Nadie se opondría a que la Universidad de Chile tenga un trato especial si cumple una función pública que ninguna otra universidad cumpliera”.
En un seminario en Buenos Aires, un especialista argentino señaló que Argentina tenía la educación más desigual del mundo. “Perdón —repliqué—, pero ese récord es chileno”. Dije eso, porque es lo que se repite insistentemente en nuestro país. Me alegró, al menos, que no fuéramos los únicos masoquistas.
Lo cierto es que, por si usted no lo sabe, la desigualdad de nuestra educación es similar a la de Francia, aunque su nivel de calidad sea superior. Francia, con una tradición de educación pública y gratuita, tiene una educación tan desigual como Chile. Argentina, también con educación gratuita y estatal, no sólo ha deteriorado su calidad, sino que tampoco ha mejorado en equidad (Pisa 2012).

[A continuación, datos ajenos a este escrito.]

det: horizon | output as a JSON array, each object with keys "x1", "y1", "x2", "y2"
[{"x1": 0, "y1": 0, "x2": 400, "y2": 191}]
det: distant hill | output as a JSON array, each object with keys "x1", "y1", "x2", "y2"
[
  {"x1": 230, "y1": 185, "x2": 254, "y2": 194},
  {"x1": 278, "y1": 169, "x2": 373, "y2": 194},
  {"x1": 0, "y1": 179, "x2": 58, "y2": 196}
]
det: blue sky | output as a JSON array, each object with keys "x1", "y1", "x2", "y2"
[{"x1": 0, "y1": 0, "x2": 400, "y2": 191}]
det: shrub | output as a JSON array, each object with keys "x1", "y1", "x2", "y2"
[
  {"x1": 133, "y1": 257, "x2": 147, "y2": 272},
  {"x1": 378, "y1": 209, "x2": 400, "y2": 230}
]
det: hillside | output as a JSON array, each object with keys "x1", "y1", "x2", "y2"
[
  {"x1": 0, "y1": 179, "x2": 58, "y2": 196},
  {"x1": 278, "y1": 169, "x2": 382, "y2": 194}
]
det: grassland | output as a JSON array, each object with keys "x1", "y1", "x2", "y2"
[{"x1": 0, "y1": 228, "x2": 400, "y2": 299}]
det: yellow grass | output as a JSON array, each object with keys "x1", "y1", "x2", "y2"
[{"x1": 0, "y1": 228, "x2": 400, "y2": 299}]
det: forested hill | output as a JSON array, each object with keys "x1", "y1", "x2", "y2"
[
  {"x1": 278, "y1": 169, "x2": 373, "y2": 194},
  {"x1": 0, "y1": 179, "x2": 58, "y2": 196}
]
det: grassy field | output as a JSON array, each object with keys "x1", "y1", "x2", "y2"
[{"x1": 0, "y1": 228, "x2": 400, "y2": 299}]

Por eso, cuando leo que la reforma de la educación superior, a la gratuidad universal le agrega ahora el propósito de pasar del 15% al 50% de matrícula en instituciones del Estado, me temo que, nuevamente, estemos errando el camino.
El rector de la Universidad de Chile ha dicho que “no se puede obligar a los estudiantes a ir a la educación privada”, aunque al parecer sí se les podría obligar a ir a la estatal. ¿Cuál sería el argumento para sostener que la educación superior será mejor y más igualitaria si es estatal y gratuita? ¿Con qué recursos se va a hacer esa transformación?
Algunos al parecer creen que hubo una conspiración contra lo estatal con la expansión de la matrícula a través de instituciones privadas, y no que los recursos públicos en un país que tenía un ingreso per cápita 10 veces menor que el actual en 1990 y 40% de su población en la pobreza no alcanzaban para aquello.
En ese tiempo, el movimiento estudiantil pedía “arancel diferenciado”, no gratuidad universal. Obviamente sabíamos que no era la solución definitiva, pero hoy, en vez de 500 mil estudiantes, hay más de un millón en la educación superior.
Es difícil ponerse en otro contexto. Pero ello no invalida la necesidad de demostrar que las decisiones de hoy son las mejores para el futuro.
Nadie se opondría a que la Universidad de Chile tenga un trato especial si cumple una función pública que ninguna otra universidad cumpliera. Pero la discusión no puede reducirse a la gratuidad y lo estatal.
Lo que se requiere son metas y políticas que apunten a mejorar la calidad de todo el sistema de educación superior, insertándola en el mundo moderno y garantizando igualdad de oportunidades a los estudiantes. Sean privadas o estatales, todas deben y pueden cumplir un fin público. Para las nuevas generaciones, para el progreso de Chile.